Oh, could be taken either way. But it is a mighty sentence, that’s for sure.
Store to tape and lock it up.
Changes require signature sign-off on a piece of paper by two officials †.
Also lock up the sign-off list.
(“Tape” is a metaphor, store to any offline medium.)
Compare the online file(s) with the offline file(s) frequently.
† We used to call this “two-person integrity”. We’d use it just to open the door of a SCIF. That kind of security has gone by the wayside it seems.
… which was kind of my point.
You can go to great lengths to create a robots.txt
file with a hundred lines (literally, here, q.v.), steering robots away from a long list of unsuitable URLs but bad robots are just going to ignore it anyway - or even use it to reach disconnected parts of the URL graph. So why not “all robots, disallow all URLs”? In other words, my question was actually about good robots, not bad robots.

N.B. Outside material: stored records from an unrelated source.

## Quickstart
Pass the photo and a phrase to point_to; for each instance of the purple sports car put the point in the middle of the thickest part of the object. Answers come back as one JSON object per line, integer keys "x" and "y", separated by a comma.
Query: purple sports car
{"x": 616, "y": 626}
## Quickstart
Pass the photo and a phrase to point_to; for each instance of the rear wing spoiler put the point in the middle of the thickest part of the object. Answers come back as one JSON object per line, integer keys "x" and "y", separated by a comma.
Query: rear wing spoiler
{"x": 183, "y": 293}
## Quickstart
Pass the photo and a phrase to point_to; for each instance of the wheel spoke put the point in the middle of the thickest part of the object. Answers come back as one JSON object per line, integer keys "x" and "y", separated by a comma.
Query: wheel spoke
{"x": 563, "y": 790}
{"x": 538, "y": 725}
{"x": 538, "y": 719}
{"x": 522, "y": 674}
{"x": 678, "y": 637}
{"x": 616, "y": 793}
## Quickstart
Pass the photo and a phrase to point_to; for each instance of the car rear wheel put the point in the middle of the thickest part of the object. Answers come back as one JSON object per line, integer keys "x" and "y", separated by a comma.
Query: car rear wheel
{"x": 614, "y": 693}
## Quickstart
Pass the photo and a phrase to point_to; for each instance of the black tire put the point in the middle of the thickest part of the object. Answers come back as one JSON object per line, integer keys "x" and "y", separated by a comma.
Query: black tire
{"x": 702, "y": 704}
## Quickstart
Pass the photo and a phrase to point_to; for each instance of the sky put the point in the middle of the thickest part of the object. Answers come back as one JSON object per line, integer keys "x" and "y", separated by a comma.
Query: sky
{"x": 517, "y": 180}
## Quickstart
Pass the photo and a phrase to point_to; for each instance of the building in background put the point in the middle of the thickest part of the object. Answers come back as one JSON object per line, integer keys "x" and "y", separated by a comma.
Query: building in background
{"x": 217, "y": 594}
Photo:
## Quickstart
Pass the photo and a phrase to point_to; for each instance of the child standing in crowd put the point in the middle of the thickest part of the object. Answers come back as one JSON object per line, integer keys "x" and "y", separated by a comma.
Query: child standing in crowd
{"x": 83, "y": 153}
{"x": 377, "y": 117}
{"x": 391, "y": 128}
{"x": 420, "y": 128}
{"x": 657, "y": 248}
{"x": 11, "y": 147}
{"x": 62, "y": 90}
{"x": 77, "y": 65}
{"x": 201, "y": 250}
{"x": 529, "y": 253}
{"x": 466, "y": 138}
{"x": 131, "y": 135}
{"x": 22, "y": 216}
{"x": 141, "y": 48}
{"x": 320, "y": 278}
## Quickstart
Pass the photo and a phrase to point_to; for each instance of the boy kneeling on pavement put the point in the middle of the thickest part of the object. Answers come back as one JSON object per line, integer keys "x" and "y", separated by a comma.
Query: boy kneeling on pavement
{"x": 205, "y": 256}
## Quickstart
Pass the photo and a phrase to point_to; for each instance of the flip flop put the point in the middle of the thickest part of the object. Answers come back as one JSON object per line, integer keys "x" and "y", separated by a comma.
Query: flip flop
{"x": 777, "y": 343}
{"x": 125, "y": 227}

Or to put that (rhetorical) question a different way … what benefit does Purism accrue from good robots? and does the benefit outweigh the cost (from good and bad robots)?
Coming back more directly to topic … did anyone test from a mobile phone? (might need lapdock - no idea how well that web site works on a phone-sized screen)

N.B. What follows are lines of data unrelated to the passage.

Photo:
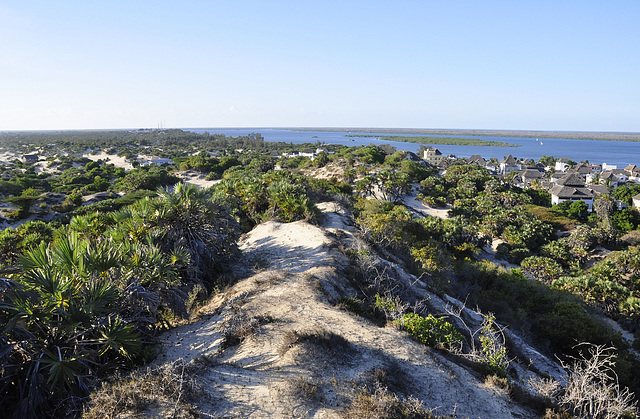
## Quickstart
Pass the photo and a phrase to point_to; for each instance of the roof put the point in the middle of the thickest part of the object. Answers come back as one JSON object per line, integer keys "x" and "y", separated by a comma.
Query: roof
{"x": 582, "y": 169}
{"x": 477, "y": 159}
{"x": 571, "y": 192}
{"x": 531, "y": 174}
{"x": 509, "y": 161}
{"x": 571, "y": 179}
{"x": 599, "y": 189}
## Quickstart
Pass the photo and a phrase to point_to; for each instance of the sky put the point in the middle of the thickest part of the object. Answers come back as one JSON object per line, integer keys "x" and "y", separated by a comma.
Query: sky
{"x": 518, "y": 65}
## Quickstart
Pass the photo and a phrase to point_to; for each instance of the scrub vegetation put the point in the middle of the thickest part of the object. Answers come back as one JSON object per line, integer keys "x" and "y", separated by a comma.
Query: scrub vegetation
{"x": 89, "y": 284}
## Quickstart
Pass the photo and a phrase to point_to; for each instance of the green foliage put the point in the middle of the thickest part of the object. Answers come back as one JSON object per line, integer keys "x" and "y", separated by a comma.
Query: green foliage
{"x": 543, "y": 269}
{"x": 439, "y": 140}
{"x": 432, "y": 331}
{"x": 370, "y": 154}
{"x": 255, "y": 197}
{"x": 146, "y": 178}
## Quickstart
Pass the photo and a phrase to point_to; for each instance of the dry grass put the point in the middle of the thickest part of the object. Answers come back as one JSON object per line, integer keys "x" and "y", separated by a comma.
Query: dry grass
{"x": 240, "y": 328}
{"x": 381, "y": 403}
{"x": 168, "y": 390}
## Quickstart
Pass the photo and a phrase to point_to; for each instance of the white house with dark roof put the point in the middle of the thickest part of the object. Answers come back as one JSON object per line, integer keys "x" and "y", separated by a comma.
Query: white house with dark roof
{"x": 509, "y": 164}
{"x": 562, "y": 164}
{"x": 433, "y": 156}
{"x": 477, "y": 159}
{"x": 572, "y": 188}
{"x": 528, "y": 176}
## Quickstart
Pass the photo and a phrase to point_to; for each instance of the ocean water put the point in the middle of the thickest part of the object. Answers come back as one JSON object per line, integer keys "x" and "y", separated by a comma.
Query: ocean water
{"x": 620, "y": 153}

At least here, mobile phones are most likely to be behind CGNAT and I am not sure how sticky the public IP address is, which then influences the behaviour of any state (e.g. cookies) that is confined to a specific IP address. However the documentation was not crystal clear on whether a successful result can be shared between IP addresses.
I think cookie is per browser, not per IP address. So changing your IP address should not invalidate the cookie. Firefox on byzantium and crimson/bookworm seems to work fine. Gitlab is very responsive to mobile screens.
I think if the robots don’t take the whole server down and if other users are not affected, it would be fine.
I think so too - but that leaves open the obvious attack vector that one member of a botnet does the proof of work but then shares the cookie with all the other members that will actually be traversing your site at high speed thereby DDoSing it.
(I have the same issue on some of my web sites with the anti-spam mechanism, which uses crypto to incorporate a bunch of information in a cookie, including the IP address to which the cookie will be sent. Should it then validate that the cookie is handed back by the same IP address? It’s a trade-off. By including the IP address it leaves open the possibility that a future sysadmin option would allow the IP address to be validated as the same.)
I’d let the anubis author figure out the best defenses for now, that works against most of the bots, even if not stopping 100% of the bots.
I got a 503 error (Service Unavailable)
Because I made a mistake in the configuration. Ip address should be in CIDR format. It should work now.
It does. Animegirl was happy.
Link titles are coming correctly after an exception was added for forums.puri.sm in bot policy.
Works fine.
Anubis is now deployed on https://source.puri.sm
Test for link preview: Help · GitLab
CPU usage over last 12 hours, big drop from ~80% to ~6%, if this trend continues, we may be able to reduce the CPU power and save money.
At a quick test, working normally for me (just the one upfront visit from the weigher of souls).
I found a resource that may be useful for protecting Purism’s infrastructure against additional AI training:
Since Service Desk was no longer creating tickets with anubis, we have removed anubis for now. Once we figure out how to make anubis and Service Desk work together, we can re-enable it.
Yeah, so what’s the deal with that Anubis thread?
It’s purely an operational matter.
Automated software may traverse your web site. Historically, that would have been search engines indexing your site. These days it is more likely to be someone training an AI model using the content of your site. Either way, this is a problem if the automated software imposes a high load on either the site’s connection to the internet or the site’s CPU allocation or both. So web sites look at ways of discouraging or taming that automated software.
Anubis is one such approach. It aims to impose a high CPU load on the automated software, thereby discouraging it and/or slowing it down.
“Tar pits” are another approach.
Or the traditional approach of creating a resource /robots.txt
on your site in order to direct automated software - but this can of course be ignored.
Or some of the other approaches mentioned in an earlier reply in this topic.
Feel free to ask a more detailed question.
A lot of this is explained in the link in the OP and in the links therefrom.